Diving for Their Dinners

August 31, 2009
By Mandy Calkins

Imagine that you were hungry for a meal, and there were plenty of tasty morsels around you… but you had to dive into chilly waters to get them. That’s a feat cormorants perform every time they dine.

Cormorants are superbly designed for diving. Credit: M. D. Allred, 2008.

Cormorants are sleek seabirds found in coastalhabitats in most parts of the world. They hunt for fish and other small animals by propelling themselves underwater with their webbed feet and catching their prey using their long, flexible necks and hooked beaks. There are about 37 kinds of cormorants and they vary in how long and deep they can dive. One species can stay underwater for 5 minutes and reach depths of more than 200 feet.
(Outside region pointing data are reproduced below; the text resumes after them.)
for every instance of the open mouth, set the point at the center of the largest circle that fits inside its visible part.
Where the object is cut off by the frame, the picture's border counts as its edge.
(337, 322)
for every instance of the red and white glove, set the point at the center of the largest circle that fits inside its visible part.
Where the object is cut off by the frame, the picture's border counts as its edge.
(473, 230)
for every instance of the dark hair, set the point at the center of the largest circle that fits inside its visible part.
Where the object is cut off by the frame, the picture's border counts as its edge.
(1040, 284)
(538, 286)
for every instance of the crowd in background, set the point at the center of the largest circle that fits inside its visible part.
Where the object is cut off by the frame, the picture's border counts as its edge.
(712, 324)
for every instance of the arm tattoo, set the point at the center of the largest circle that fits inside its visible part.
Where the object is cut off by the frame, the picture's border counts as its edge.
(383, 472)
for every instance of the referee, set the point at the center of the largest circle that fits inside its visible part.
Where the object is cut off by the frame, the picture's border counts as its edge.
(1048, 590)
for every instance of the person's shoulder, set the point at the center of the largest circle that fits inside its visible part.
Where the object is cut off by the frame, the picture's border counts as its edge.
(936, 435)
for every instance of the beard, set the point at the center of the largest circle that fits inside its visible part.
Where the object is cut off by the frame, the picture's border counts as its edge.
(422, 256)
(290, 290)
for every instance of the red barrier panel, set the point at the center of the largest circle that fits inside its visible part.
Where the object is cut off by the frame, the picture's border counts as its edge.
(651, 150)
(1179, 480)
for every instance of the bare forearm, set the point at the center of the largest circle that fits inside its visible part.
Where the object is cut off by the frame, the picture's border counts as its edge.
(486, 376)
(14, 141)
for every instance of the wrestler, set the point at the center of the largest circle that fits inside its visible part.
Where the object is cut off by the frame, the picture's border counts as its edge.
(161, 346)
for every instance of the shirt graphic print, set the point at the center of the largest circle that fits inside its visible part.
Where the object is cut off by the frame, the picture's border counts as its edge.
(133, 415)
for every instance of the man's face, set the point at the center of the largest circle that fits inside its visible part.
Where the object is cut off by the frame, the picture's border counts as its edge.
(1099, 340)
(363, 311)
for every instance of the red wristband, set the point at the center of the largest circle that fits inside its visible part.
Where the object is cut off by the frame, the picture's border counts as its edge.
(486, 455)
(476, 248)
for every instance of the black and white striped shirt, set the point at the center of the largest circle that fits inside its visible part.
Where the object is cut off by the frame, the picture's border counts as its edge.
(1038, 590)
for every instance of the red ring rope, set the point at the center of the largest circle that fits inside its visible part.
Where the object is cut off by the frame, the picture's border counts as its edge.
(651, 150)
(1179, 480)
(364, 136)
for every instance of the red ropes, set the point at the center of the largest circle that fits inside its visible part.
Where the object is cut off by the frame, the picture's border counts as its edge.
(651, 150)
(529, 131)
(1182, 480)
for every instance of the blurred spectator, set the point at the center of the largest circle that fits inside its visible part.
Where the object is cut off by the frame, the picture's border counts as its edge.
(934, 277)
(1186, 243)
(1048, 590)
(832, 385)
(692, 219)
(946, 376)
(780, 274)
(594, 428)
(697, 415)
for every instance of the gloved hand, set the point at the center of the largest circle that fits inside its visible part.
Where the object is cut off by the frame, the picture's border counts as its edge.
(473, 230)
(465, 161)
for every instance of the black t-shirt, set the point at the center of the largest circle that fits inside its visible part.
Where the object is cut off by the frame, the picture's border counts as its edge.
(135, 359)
Cormorants are superbly designed for diving. They have a low proportion of body fat and their bones are denser than those of other birds, which helps them sink. Unlike most other diving birds, cormorants have “partially wettable” feathers, which means their feathers trap less insulating air. This means cormorants lose
more body heat while diving, but it gives them the advantage of reduced buoyancy in the water.

Cormorants are believed to hunt their prey by sight, but scientists observing great cormorants in western Greenland found that the birds hunted even in the dark polar nights. The researchers suspect the birds might use sound or touch to nab their prey in the dark, trolling the seabed with their beaks. If that’s true, it would be one more ability that makes the cormorant a consummate diver.